The confirmation path is a bit different now that the Senate rules have been changed and the Democratic caucus can confirm Jackson without the need for any Republican votes. But Coats said the size of the confirmation fight still has more to do with whether the pick will swing the ideological balance of the court.
Jackson filling the seat left by Justice Stephen G. Breyer’s retirement at the end of the term in late June would not do so.
“If it’s a game-changer, that’s one thing, but if it’s not, it’s an easier situation,” Coats said. “Everybody’s, I think, basically like, ‘OK, this is gonna stay 6-3.’”
Coats called Germany’s response to the Russian invasion of Ukraine “a huge turnaround for Germany,” particularly because of the traditional positions of the political parties there and the historic stance of the country after World War II and previous rejections of NATO’s defense spending targets of 2 percent of national output.
“They were always sort of hiding behind their past. ‘No, we can’t be too militant because, you know, look what happened before and we don’t want to get into that again,’” Coats said. “They were kind of shielding themselves from having to pay the 2% and, I mean, from getting too involved and so forth.
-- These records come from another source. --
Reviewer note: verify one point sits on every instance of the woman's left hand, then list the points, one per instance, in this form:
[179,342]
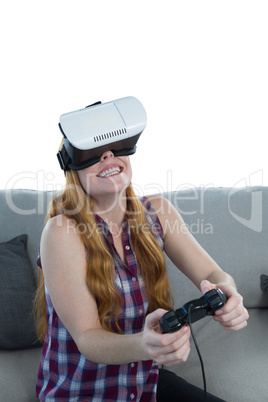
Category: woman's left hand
[233,316]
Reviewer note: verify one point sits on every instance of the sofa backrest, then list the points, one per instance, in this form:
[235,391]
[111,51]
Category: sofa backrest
[232,226]
[230,223]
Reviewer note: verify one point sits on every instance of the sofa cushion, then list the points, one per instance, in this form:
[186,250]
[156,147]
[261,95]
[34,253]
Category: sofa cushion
[17,287]
[264,283]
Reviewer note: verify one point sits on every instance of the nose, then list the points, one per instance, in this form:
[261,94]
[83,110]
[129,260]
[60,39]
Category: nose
[106,155]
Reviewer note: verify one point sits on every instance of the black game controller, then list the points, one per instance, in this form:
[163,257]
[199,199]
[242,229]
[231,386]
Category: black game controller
[207,305]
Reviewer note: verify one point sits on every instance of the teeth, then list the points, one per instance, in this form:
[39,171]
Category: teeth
[110,172]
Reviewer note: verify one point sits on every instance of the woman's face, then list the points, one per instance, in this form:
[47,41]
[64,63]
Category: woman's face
[109,176]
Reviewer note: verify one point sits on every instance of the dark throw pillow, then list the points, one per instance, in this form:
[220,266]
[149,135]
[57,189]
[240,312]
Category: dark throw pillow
[17,287]
[264,283]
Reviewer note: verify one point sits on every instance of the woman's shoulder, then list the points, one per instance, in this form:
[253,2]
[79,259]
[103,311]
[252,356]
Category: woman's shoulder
[59,229]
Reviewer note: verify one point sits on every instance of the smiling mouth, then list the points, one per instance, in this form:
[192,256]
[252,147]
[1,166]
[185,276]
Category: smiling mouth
[110,172]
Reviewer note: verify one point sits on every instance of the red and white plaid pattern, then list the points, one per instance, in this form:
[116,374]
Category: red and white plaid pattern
[66,375]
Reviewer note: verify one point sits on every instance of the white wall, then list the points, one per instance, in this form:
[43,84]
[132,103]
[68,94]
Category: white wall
[199,68]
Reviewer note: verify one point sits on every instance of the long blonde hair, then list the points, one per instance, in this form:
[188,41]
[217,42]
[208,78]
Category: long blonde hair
[74,203]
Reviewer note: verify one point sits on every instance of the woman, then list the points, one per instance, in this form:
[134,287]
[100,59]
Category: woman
[106,288]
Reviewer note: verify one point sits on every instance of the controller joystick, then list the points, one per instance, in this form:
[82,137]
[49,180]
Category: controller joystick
[210,302]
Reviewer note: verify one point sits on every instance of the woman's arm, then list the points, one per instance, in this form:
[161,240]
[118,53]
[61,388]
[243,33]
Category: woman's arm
[64,267]
[187,254]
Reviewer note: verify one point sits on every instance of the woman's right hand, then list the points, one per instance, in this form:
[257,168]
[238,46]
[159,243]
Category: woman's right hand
[167,349]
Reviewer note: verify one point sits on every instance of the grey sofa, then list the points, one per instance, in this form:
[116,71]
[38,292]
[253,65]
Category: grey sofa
[231,224]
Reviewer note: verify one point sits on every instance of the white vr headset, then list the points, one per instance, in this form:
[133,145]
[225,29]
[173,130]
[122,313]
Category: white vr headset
[89,132]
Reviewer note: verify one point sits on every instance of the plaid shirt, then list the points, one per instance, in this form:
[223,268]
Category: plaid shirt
[66,375]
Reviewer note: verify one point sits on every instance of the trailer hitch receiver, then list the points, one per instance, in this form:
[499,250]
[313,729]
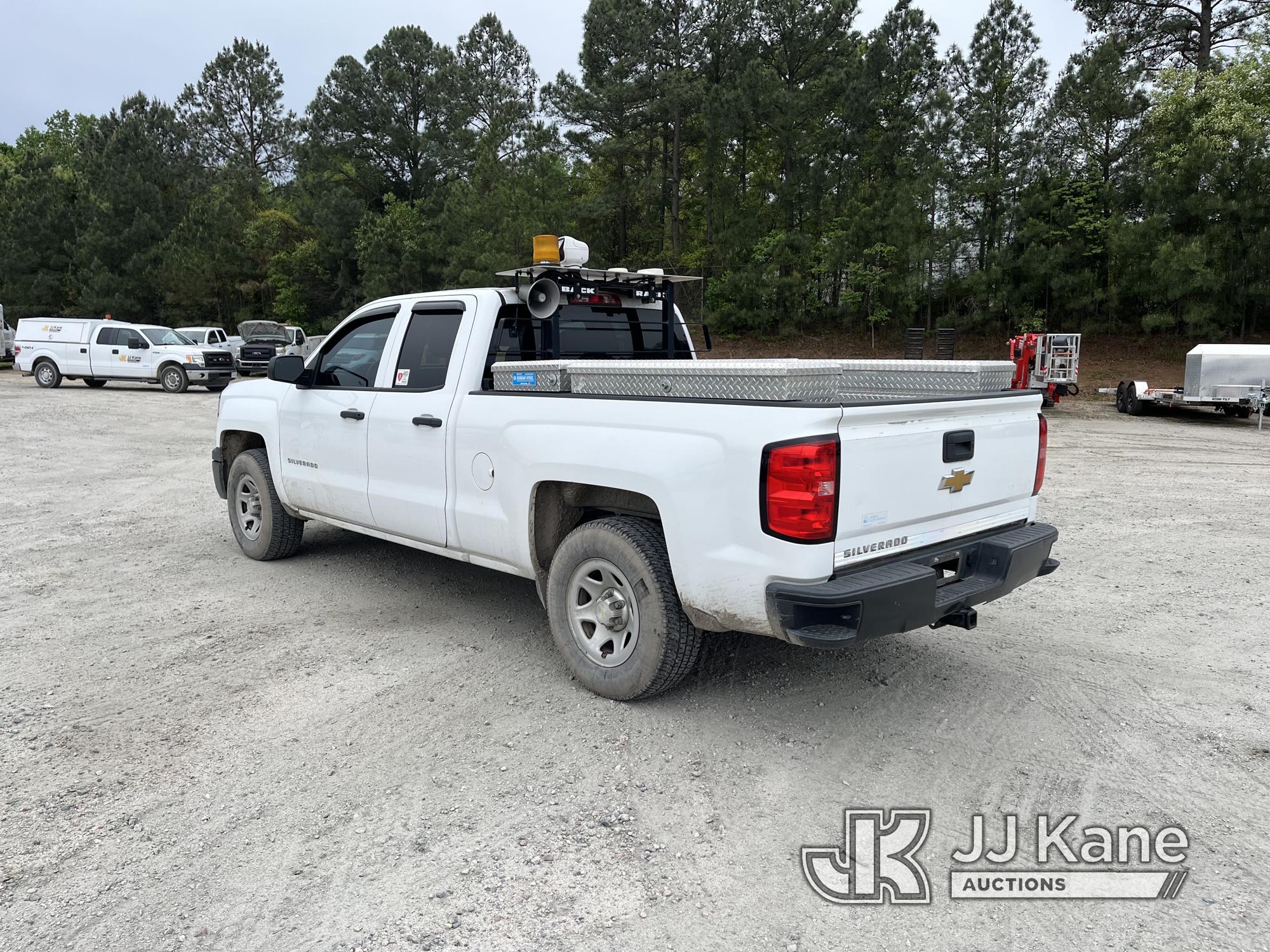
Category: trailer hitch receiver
[962,619]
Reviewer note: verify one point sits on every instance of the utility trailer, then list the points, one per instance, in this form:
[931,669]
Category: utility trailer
[1233,379]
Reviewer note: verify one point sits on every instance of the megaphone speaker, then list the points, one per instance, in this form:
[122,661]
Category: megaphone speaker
[544,298]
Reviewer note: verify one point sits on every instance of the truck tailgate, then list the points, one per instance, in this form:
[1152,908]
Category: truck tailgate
[915,475]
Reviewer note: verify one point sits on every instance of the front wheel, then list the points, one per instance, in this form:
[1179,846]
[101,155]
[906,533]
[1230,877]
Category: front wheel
[615,612]
[173,379]
[48,375]
[264,529]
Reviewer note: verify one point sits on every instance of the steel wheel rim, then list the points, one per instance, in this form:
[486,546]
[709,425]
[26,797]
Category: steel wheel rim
[248,508]
[604,615]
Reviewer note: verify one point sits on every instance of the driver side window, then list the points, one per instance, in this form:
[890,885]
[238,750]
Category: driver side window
[354,359]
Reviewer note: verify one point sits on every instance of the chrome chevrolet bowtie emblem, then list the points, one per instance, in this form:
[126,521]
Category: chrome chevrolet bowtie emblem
[957,480]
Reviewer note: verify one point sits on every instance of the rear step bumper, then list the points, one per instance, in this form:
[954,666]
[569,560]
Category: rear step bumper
[912,591]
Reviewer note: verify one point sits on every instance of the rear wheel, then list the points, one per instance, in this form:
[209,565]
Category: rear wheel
[1133,406]
[264,529]
[615,612]
[48,375]
[173,379]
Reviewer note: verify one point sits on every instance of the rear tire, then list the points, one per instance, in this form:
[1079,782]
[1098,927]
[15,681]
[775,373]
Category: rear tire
[173,379]
[48,375]
[264,529]
[1133,406]
[608,564]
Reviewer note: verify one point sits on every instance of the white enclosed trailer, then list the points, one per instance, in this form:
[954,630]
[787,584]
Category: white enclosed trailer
[1233,379]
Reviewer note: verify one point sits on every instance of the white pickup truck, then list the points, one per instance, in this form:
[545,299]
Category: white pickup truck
[213,337]
[646,521]
[100,351]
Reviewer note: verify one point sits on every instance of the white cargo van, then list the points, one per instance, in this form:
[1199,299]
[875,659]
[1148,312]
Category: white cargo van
[7,338]
[100,351]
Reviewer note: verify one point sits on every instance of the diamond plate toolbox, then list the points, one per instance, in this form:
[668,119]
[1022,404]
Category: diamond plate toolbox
[883,380]
[544,376]
[815,381]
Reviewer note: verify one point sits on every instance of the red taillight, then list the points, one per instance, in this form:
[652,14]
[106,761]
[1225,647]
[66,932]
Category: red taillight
[1041,454]
[801,491]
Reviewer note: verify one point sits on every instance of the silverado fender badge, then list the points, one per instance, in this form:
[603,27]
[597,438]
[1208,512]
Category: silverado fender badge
[957,480]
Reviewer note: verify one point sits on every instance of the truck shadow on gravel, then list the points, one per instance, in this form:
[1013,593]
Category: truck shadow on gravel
[402,578]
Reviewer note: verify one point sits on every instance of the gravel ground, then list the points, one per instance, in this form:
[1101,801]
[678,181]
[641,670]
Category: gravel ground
[368,747]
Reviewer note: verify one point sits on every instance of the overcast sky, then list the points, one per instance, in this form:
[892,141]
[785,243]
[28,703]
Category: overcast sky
[88,56]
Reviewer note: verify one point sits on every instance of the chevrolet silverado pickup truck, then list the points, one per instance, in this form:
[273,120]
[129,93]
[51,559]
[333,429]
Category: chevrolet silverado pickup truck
[646,522]
[100,351]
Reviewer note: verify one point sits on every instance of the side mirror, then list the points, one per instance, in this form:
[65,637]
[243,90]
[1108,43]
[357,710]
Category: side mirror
[286,369]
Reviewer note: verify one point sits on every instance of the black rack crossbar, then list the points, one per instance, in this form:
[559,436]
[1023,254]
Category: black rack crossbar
[642,288]
[666,327]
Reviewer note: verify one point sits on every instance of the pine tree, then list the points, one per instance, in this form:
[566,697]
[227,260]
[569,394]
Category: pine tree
[1000,92]
[236,116]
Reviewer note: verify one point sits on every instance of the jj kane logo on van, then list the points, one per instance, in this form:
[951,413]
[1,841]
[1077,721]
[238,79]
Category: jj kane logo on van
[878,861]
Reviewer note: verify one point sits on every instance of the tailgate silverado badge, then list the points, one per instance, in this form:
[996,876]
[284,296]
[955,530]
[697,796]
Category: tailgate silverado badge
[957,480]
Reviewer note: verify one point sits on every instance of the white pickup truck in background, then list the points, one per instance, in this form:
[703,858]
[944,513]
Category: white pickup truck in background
[214,337]
[643,521]
[100,351]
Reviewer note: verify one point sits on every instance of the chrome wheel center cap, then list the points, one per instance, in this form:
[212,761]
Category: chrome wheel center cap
[612,611]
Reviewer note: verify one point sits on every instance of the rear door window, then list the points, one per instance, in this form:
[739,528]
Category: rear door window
[426,350]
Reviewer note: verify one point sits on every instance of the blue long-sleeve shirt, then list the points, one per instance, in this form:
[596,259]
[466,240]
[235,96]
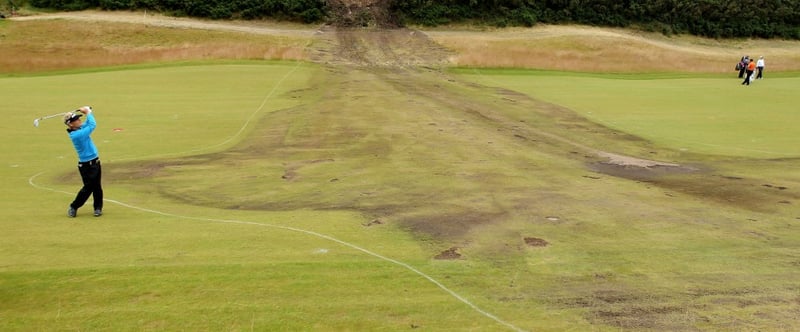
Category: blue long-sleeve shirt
[82,140]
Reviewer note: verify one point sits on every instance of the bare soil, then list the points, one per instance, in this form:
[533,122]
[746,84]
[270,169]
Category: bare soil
[410,62]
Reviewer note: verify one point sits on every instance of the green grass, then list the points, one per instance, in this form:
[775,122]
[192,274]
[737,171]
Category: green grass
[236,216]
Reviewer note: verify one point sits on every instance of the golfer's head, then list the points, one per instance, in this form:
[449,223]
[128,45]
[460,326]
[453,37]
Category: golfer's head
[73,120]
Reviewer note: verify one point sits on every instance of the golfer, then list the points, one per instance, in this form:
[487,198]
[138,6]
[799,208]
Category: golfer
[88,161]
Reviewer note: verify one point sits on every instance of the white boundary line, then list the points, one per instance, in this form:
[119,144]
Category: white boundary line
[299,230]
[303,231]
[688,142]
[232,137]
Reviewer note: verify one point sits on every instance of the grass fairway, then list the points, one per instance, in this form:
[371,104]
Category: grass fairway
[707,115]
[355,195]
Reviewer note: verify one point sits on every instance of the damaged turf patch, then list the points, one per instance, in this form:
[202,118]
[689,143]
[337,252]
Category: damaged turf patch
[536,242]
[448,254]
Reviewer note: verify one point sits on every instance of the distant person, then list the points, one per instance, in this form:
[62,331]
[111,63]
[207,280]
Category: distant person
[88,162]
[743,65]
[760,67]
[751,67]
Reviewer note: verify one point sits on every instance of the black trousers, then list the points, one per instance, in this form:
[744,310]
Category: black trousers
[747,77]
[91,174]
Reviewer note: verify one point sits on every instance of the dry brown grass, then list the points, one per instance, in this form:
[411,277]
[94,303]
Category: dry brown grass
[33,46]
[575,48]
[90,39]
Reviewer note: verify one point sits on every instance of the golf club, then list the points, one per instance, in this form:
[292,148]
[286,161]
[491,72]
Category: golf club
[36,121]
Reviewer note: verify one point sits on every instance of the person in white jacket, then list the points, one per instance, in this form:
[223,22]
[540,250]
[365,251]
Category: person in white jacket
[760,67]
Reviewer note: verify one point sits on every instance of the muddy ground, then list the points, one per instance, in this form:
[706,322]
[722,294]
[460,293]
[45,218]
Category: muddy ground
[363,64]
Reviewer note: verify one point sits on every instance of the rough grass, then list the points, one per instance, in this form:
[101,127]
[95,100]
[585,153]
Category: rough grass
[576,48]
[410,164]
[28,46]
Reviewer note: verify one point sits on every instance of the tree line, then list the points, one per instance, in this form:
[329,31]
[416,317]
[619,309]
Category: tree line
[708,18]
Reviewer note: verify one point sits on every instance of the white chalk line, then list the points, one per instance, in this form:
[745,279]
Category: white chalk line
[303,231]
[312,233]
[235,135]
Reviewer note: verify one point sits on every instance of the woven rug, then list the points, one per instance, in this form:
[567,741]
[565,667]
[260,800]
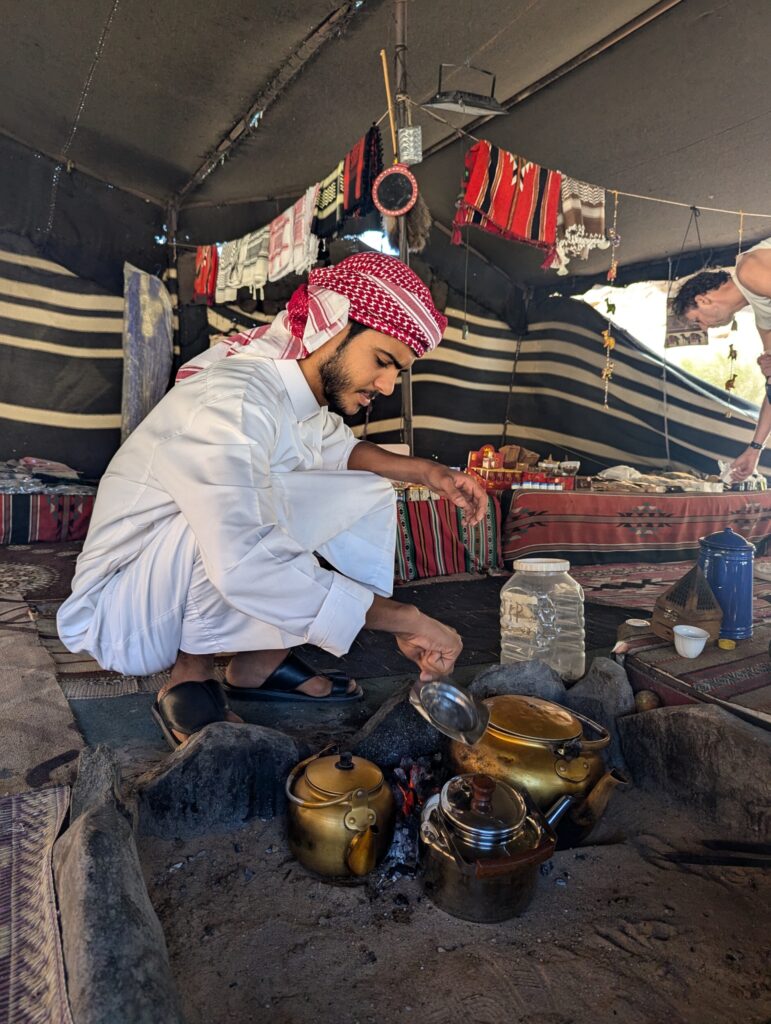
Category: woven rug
[32,973]
[740,677]
[638,586]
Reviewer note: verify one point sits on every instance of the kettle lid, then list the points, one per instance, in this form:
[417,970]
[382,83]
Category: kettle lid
[726,540]
[531,718]
[452,711]
[484,811]
[337,774]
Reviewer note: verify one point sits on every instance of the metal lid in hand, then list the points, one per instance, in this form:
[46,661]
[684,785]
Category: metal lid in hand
[452,711]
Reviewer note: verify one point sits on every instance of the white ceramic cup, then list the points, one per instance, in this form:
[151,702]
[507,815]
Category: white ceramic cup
[689,640]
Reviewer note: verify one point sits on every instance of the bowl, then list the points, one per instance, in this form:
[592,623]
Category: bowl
[689,640]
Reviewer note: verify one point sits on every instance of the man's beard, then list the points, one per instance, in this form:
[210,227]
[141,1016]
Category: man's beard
[336,381]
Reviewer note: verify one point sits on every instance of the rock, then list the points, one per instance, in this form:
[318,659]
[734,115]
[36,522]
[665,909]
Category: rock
[395,731]
[707,758]
[115,953]
[529,678]
[603,694]
[98,782]
[223,776]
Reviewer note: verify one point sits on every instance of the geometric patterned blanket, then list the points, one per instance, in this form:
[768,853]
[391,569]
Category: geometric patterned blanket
[32,974]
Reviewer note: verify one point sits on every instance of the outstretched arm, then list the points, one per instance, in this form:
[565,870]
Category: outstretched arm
[746,463]
[463,489]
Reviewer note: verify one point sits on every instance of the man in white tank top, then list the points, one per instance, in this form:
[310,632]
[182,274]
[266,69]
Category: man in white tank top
[711,299]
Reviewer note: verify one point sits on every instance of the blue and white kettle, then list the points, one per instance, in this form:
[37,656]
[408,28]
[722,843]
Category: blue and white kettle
[726,560]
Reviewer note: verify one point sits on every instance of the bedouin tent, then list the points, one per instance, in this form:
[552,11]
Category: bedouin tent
[116,123]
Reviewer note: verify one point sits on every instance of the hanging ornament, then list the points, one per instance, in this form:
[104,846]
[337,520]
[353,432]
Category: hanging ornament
[608,343]
[614,239]
[730,384]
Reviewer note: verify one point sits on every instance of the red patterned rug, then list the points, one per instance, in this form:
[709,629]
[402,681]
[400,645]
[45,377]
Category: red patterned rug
[638,586]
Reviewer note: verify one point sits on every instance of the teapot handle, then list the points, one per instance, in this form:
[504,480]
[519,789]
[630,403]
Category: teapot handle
[588,745]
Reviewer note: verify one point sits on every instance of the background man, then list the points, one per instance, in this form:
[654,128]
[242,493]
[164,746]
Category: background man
[208,519]
[711,299]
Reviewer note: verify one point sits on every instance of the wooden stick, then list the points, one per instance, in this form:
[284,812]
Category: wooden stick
[390,105]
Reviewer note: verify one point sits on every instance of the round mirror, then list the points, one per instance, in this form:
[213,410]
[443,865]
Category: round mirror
[395,190]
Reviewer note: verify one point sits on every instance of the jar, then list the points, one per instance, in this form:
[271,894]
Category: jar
[542,616]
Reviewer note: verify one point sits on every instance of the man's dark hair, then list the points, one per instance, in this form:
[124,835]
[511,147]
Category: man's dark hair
[699,284]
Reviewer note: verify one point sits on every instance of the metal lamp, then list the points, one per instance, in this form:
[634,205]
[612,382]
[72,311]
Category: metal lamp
[463,101]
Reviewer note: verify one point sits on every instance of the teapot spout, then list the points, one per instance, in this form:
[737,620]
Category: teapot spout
[591,809]
[557,809]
This was stunning.”
Coats said he always felt that NATO is not going to be strong enough, no matter how many other nations join, unless Germany with its strong economy and geographic positions were “all in on this thing.”
He said the invasion was “a wake-up call” not just for Germany but for Europe because it is a “ruthless” attack on the whole country of Ukraine, and countries like Romania, Poland and the Baltic republics could be next.
“I think for democracies around the world who have taken democracy for granted, they’re saying, ‘Wait a minute, maybe we’re not as secure as we think we should be,” Coats said. “Look, does this embolden China to take over Taiwan? Who knows where this leads to? So I think that is a huge shift in how Russia now is going to be evaluated.”
Coats, who says he learned a lot of things about Putin when he was director of national intelligence during the Trump administration, says what changed in Europe was what Putin revealed about his character.
“I think the world had seen what I’ve always thought he was,” Coats said. “This is the real Putin. He’s been exposed. And he’s been exposed as someone that is not afraid to say, ‘We’re looking at our nukes and getting them ready, and maybe you’ll be surprised,’ and doing all this sort of thing.”
Coats has a long history of criticizing Putin, and in 2014 he was one of a half-dozen members of Congress whom Putin banned from traveling to Russia because of Coats’ push to punish the country over Moscow’s annexation of the Crimea region of Ukraine.
Coats at the time even borrowed a tradition from comedian David Letterman, a fellow Hoosier, in offering up a top 10 list of things he would miss because of the ban. No. 5 was: “I won’t be able to counsel Duma members on how to say no to a President.”
Coats reportedly clashed with Trump in part over dealings with Russia, and they had been at odds publicly before announcing he was stepping down in July 2019. Coats at one point said that he would have advised Trump not to meet privately with Putin at a summit in Helsinki.
Trump praised Putin’s initial moves that preceded the Ukraine attack, calling them “genius” and adding, “How smart is that?”
Coats called it concerning. “I’m speechless on this, how anybody could think that could be said,” Coats said.
And Coats agreed that Trump still being the de facto Republican presidential nominee in 2024 feels like a very different party than that of Coats, or fellow Hoosiers such as Mike Pence, who as vice president did not go along with Trump’s plan to override the counting of electoral votes, or another former vice president, Dan Quayle, who served under President George H.W. Bush. Quayle advised Pence that he didn’t have the power to do what Trump asked.
“I think the big issue before 2024, is it going to be the Trump party or the Republican Party?” Coats said.